The arrest of John Wilson, 53, and Kai Griffin, 23, on July 13th was the result of an ongoing two-month-long investigation conducted by local Department of Fish and Wildlife wardens who had periodically observed the two in their activities in and around the Santa Barbara Harbor.
According to California Department of Fish and Wildlife spokesman Lt. Wes Boyle, his agency’s personnel conducted surveillance of Wilson and Griffin as they stole native rock crabs from commercial fishing receivers acting as middlemen between fishermen and retailers, and conducted an ongoing business in sea urchins, whelks, and clawed rock crabs “that were illegally landed.” Apparently aware that the best market for stolen sea life products would not be on the local docks where the coterie of local fishermen were well aware that their catches were being pilfered during pre-dawn hours, the two suspects “sold the stolen catch at the Hollywood Farmer’s Market,” Boyle reported. Wilson happens to be the proprietor of Sea Fever Seafood, a popular venue at the busy weekend marketplace.

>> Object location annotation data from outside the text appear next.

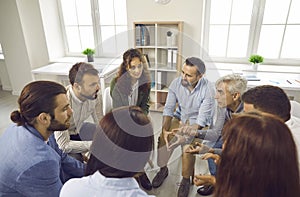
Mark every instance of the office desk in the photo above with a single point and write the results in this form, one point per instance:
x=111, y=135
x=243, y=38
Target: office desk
x=59, y=71
x=289, y=82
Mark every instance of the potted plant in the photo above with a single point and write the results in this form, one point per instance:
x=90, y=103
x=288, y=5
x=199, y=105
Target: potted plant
x=255, y=60
x=89, y=53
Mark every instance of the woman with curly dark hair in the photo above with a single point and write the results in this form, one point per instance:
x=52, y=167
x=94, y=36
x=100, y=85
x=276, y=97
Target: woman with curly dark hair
x=132, y=84
x=259, y=159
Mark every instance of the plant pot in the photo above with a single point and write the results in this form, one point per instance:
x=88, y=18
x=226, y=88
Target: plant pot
x=255, y=66
x=90, y=58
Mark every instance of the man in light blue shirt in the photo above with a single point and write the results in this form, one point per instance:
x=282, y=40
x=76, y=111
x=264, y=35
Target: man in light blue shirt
x=31, y=162
x=195, y=96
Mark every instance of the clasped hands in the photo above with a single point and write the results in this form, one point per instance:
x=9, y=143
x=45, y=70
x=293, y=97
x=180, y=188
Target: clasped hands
x=181, y=135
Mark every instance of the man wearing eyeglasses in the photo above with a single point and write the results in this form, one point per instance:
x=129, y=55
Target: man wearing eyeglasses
x=194, y=94
x=82, y=94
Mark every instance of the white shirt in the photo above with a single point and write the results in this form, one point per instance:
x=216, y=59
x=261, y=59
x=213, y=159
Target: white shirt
x=99, y=185
x=294, y=125
x=81, y=112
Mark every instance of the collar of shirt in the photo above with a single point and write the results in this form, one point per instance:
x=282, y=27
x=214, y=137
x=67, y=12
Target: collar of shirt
x=118, y=183
x=197, y=85
x=228, y=114
x=33, y=131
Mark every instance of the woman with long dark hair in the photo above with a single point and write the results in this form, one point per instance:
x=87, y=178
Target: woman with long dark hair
x=259, y=159
x=132, y=84
x=121, y=148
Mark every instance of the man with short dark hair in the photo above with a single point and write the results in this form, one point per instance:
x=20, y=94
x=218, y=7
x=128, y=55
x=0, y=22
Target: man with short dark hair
x=82, y=94
x=195, y=96
x=31, y=162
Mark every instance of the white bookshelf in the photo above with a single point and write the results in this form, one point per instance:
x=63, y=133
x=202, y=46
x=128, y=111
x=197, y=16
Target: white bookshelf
x=164, y=55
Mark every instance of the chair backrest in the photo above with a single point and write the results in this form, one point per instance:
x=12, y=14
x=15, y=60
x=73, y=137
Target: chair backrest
x=107, y=101
x=295, y=109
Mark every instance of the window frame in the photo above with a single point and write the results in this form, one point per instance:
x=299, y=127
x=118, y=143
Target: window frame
x=99, y=52
x=258, y=9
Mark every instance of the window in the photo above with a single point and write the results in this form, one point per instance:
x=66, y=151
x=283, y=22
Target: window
x=236, y=29
x=97, y=24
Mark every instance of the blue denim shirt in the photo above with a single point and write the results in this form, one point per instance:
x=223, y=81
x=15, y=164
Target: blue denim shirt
x=197, y=105
x=31, y=167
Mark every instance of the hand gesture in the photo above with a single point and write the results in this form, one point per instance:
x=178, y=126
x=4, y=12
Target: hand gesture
x=215, y=157
x=190, y=130
x=166, y=135
x=197, y=148
x=204, y=180
x=176, y=141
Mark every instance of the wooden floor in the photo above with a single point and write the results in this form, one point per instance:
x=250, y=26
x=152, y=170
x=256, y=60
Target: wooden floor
x=8, y=103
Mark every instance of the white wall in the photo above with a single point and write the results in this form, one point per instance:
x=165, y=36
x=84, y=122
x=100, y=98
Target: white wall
x=188, y=11
x=14, y=45
x=52, y=28
x=30, y=31
x=5, y=81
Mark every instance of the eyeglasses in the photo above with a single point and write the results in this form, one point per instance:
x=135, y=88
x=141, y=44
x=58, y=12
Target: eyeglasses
x=139, y=66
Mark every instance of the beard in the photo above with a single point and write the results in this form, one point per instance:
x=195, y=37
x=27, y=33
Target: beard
x=57, y=126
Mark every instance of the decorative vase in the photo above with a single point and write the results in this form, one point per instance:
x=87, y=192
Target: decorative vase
x=90, y=58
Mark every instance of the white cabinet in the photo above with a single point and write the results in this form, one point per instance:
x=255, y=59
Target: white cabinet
x=161, y=43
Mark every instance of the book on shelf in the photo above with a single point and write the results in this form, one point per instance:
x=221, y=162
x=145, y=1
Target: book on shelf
x=161, y=80
x=146, y=59
x=172, y=58
x=142, y=36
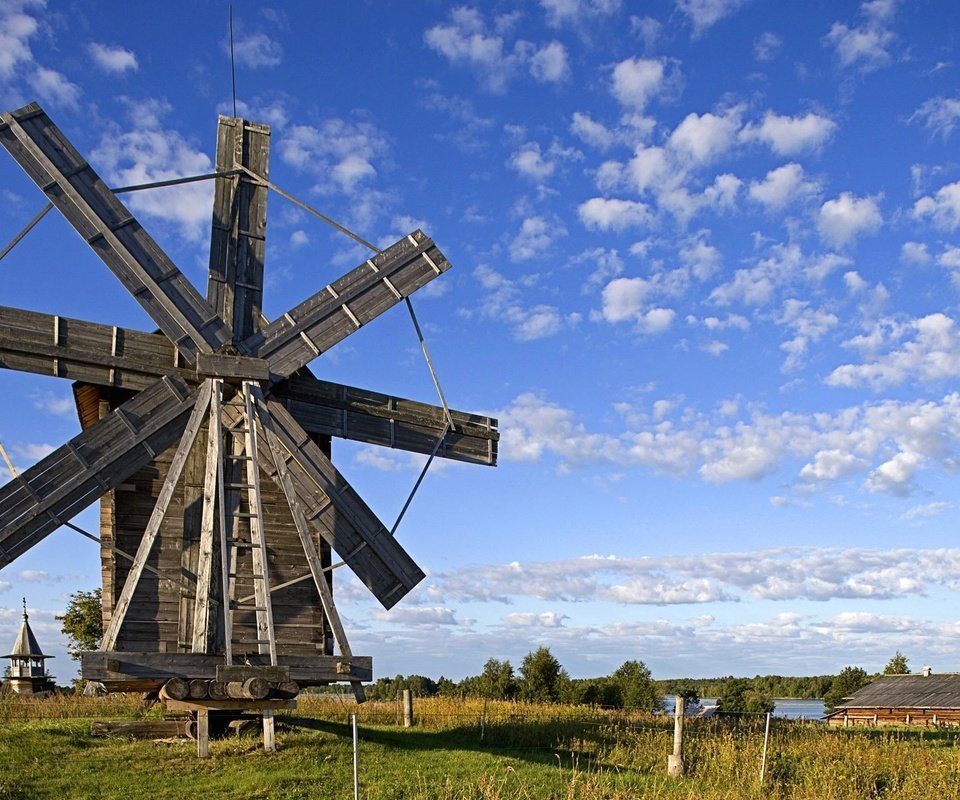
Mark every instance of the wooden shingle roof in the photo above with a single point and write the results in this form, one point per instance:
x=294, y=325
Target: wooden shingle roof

Boyle indicated in his report to the media that the arrests of Wilson and Griffin came about “thanks to some good tips from the fishing community and good, solid police work.”
Wilson and Griffin were arrested and transported to Santa Barbara County Jail, where they were booked on felony charges of conspiracy and grand theft. As uncomfortable and inconvenient as jail certainly is, both men are presumably safer there than they might be showing their faces on the commercial fishing docks.